Halictus farinosus on drumstick allium
This striking bee foraging on a drumstick allium is Halictus farinosus, also known as the brown-winged furrow bee. Showing off his bright yellow legs, the male in the first photo is tanking up on nectar. He was not alone but accompanied by several other males doing the same. In the second photo, a female also enjoys the allium.
Bee names are always confusing. As far as I can tell, the common name “furrow bee” is used to describe bees in the family Halictidae, regardless of whether they are in the genus Halictus or Lasioglossum. If you search for furrow bee, you will find examples from both genera.
As with most bees, it’s hard to find much information on a particular species. Halictus farinosus, however, is stunning, so it’s easy to find lots of photos. The brownish-orange wings and the boldly striped abdomen look nice in the camera, even if you don’t know what the heck it is.
An Oregon specimen
I found these specimens in a suburban garden in Bend, Oregon. On a visit last July, I couldn’t help but notice these bees all over a flower garden wedged between the road and the sidewalk. Other bees visited, too, especially honey bees, but the brown-winged furrow bees worked the allium for long periods. Some of the blooms entertained three or four furrow bees at once.

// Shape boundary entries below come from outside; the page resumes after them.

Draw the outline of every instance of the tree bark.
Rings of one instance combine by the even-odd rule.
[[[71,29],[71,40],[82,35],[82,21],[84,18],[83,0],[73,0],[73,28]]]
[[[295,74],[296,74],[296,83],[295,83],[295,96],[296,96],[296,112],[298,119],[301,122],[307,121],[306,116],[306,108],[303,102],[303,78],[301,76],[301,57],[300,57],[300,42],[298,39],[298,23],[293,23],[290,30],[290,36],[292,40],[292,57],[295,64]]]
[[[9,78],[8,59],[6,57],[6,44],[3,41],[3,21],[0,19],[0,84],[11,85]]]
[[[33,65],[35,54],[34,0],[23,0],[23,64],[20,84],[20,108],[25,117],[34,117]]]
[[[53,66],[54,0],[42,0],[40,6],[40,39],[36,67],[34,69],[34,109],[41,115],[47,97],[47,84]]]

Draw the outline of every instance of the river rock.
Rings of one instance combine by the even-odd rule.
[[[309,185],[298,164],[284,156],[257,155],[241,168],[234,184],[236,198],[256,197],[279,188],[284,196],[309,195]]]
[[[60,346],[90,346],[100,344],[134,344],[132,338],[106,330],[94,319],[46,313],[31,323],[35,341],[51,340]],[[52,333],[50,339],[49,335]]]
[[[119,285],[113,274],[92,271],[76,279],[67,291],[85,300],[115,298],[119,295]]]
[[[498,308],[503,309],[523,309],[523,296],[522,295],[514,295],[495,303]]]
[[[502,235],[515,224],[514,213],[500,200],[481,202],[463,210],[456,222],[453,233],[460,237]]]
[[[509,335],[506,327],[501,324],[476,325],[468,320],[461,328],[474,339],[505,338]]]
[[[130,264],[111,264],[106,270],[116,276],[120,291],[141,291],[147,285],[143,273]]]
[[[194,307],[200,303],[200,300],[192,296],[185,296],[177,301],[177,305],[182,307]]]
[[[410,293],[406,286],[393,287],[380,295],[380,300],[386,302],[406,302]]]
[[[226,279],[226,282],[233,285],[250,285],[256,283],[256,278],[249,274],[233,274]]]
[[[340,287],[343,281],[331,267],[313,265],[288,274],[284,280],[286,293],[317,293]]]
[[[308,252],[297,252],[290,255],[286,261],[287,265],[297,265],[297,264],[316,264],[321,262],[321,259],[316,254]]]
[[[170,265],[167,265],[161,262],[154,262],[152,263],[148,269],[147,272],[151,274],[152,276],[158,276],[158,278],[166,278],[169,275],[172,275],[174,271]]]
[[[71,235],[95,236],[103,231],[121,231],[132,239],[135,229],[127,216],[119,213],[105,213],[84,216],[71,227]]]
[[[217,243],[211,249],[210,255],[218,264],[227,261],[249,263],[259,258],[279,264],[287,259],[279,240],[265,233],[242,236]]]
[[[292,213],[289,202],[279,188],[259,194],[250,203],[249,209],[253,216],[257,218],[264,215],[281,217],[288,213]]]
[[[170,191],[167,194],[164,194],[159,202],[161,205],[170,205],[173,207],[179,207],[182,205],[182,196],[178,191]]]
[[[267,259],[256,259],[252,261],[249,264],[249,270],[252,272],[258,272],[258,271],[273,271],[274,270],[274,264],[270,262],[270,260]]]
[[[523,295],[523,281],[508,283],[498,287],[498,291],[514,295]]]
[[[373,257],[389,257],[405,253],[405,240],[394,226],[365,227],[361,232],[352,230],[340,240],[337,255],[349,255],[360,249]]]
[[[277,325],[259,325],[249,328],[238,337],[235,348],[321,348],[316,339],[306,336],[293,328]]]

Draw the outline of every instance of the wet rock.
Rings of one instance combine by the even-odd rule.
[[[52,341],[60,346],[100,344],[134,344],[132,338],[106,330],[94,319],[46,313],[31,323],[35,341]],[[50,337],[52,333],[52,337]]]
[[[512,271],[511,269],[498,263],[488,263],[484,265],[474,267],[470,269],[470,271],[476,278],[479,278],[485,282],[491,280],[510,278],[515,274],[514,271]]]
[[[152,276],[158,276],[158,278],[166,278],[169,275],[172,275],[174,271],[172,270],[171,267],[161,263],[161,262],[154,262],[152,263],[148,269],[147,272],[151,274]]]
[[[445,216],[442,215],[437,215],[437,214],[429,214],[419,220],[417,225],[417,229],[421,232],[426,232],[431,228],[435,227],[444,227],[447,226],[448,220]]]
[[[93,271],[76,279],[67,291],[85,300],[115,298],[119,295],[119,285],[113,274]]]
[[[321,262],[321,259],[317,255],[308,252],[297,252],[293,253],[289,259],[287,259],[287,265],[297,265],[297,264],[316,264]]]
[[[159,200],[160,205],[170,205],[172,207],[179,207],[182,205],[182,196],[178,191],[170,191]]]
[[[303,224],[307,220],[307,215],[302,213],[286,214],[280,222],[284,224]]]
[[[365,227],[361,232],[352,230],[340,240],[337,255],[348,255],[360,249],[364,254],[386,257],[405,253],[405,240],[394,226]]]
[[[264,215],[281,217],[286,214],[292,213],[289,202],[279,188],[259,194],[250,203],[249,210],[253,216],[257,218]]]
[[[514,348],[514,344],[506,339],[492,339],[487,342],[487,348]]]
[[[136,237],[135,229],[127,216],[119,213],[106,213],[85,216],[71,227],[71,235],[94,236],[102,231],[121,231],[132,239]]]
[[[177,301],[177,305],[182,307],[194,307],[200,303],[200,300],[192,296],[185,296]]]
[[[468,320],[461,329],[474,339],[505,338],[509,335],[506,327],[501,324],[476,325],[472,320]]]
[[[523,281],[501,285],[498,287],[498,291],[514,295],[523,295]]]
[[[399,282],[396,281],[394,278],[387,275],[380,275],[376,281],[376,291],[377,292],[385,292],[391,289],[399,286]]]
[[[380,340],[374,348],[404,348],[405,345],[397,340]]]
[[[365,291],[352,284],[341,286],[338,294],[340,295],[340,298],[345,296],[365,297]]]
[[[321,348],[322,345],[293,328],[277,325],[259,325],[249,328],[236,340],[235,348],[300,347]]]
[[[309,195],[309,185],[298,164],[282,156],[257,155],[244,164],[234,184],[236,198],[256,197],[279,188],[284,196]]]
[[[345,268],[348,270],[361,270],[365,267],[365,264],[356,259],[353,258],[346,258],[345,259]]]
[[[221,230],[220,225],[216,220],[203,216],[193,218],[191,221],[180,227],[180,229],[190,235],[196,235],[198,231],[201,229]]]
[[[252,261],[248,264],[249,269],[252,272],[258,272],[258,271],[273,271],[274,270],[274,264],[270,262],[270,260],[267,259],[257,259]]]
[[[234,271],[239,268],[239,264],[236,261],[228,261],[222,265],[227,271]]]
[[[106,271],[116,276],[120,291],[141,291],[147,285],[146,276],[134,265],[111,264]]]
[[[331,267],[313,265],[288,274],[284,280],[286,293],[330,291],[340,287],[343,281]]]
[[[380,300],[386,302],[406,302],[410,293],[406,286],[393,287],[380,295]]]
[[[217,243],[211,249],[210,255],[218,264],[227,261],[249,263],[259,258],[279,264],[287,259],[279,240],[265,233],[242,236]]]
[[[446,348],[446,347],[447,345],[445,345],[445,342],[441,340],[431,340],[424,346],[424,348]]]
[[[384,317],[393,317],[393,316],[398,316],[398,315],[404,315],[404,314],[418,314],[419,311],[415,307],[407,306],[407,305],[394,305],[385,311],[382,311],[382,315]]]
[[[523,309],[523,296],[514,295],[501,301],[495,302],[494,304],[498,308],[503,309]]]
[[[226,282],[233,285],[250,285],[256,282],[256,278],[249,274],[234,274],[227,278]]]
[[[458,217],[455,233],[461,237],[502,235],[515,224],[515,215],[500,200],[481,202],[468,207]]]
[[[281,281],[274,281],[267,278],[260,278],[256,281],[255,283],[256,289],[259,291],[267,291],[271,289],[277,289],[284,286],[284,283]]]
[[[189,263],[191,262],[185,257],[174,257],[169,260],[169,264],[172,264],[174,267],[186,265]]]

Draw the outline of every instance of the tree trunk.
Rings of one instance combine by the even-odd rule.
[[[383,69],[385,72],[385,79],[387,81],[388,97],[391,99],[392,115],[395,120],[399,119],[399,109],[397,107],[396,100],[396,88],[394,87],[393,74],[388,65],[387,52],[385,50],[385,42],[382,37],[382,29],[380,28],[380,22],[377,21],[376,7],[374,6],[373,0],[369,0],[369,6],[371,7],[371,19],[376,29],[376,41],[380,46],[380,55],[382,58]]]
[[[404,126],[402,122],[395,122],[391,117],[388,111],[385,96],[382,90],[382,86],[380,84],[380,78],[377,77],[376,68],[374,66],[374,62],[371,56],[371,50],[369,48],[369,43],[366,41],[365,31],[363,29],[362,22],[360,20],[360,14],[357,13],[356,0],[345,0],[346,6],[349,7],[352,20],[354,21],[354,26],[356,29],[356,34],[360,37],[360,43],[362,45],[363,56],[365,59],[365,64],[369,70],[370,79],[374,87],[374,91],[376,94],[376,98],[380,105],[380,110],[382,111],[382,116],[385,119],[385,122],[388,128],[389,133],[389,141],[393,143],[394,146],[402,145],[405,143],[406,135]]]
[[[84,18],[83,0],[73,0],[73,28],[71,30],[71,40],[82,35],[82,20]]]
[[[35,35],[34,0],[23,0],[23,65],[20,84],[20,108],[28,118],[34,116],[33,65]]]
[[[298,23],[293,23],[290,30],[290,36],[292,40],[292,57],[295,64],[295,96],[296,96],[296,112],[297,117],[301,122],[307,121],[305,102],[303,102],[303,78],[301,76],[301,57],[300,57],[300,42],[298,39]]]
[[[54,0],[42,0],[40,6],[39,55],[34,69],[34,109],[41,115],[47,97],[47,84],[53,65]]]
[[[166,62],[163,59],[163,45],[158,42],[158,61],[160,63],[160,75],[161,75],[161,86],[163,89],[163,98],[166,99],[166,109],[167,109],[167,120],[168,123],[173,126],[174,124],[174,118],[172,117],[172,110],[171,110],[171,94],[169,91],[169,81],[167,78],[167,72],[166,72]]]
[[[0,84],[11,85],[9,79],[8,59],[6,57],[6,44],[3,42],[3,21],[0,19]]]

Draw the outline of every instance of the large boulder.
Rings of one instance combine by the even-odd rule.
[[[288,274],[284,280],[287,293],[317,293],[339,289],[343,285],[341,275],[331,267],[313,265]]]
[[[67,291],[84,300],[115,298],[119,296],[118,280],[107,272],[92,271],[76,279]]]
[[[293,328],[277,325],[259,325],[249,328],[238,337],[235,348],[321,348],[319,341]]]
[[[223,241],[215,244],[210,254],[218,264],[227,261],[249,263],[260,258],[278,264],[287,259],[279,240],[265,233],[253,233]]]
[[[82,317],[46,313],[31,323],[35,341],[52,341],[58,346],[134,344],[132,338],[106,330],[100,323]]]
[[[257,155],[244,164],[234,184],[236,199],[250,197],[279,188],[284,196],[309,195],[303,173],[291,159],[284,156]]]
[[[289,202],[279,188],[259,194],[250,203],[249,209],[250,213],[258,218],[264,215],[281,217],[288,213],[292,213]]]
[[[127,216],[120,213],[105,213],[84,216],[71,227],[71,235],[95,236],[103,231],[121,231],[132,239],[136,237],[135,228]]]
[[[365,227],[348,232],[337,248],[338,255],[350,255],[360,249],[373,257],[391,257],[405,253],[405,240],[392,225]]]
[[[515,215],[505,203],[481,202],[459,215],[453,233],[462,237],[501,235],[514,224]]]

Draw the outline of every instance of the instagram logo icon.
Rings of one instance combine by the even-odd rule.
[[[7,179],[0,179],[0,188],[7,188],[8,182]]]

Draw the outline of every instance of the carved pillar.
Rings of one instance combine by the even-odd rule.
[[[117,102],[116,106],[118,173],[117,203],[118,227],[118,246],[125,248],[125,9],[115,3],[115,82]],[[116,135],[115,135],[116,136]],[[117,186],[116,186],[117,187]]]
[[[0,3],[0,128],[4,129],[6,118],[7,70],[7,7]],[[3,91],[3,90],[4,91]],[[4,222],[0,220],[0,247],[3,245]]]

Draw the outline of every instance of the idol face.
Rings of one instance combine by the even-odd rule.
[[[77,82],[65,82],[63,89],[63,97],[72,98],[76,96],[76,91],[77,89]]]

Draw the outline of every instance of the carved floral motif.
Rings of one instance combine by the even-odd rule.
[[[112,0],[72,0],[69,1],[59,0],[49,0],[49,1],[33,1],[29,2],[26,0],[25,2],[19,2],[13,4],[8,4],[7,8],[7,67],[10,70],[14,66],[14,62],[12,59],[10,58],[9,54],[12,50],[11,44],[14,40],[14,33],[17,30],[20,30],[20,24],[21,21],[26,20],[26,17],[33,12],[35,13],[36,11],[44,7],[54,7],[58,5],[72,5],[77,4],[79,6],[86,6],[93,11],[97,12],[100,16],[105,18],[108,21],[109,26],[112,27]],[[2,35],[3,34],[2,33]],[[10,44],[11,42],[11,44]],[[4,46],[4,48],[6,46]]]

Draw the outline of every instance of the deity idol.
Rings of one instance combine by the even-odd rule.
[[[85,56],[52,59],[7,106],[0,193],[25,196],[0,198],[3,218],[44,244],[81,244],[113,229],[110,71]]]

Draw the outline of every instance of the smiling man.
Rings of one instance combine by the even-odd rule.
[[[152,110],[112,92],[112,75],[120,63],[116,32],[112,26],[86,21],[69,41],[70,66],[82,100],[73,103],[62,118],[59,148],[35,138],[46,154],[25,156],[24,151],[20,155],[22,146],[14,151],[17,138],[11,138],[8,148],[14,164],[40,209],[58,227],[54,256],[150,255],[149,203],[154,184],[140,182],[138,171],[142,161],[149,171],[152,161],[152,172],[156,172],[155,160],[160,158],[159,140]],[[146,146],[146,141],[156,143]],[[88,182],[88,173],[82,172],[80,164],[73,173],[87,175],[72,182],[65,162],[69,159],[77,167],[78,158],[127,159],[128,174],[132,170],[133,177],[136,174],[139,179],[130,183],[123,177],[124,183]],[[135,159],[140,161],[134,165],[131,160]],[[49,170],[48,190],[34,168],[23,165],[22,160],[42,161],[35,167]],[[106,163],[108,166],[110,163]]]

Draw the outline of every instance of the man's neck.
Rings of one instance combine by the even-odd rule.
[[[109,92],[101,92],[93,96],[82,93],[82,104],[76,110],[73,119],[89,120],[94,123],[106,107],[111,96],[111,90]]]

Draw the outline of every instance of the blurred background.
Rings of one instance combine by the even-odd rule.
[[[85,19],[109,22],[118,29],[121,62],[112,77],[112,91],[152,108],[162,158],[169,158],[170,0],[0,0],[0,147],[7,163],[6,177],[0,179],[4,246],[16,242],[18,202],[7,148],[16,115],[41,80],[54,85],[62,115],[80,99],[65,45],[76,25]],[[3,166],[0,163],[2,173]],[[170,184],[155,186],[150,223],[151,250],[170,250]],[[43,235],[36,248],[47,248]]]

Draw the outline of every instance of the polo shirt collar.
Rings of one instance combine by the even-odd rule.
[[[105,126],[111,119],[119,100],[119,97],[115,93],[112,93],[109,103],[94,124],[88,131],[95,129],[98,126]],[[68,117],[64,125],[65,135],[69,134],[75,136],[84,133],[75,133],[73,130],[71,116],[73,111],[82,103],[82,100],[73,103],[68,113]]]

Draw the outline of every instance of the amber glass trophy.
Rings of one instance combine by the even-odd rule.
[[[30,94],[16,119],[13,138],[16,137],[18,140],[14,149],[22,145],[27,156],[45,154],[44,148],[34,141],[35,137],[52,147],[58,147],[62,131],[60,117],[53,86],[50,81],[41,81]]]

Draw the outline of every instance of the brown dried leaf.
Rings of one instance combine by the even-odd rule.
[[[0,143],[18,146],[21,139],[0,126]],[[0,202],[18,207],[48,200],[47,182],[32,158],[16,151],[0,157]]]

In my searches, I did manage to find two detailed papers about these bees. I learned they are scattered over most of western North America, they are most abundant May through July, and they live in small, unstructured groups. They are ground nesters that forage on a wide range of flowers and are quick flyers—you can barely seem them go.
The bees nest in dry areas with sparse grass, brush, or open woodland. The main nest tunnel is vertical, and each of the brood chambers are constructed directly off the main tunnel. They appear to have two sets of brood per year. The first is small and comprises only workers. Later in the season, a larger brood nest yields both males and females.
As a side note, drumstick allium was quite popular with many bees and may be a species to consider for your pollinator garden this spring.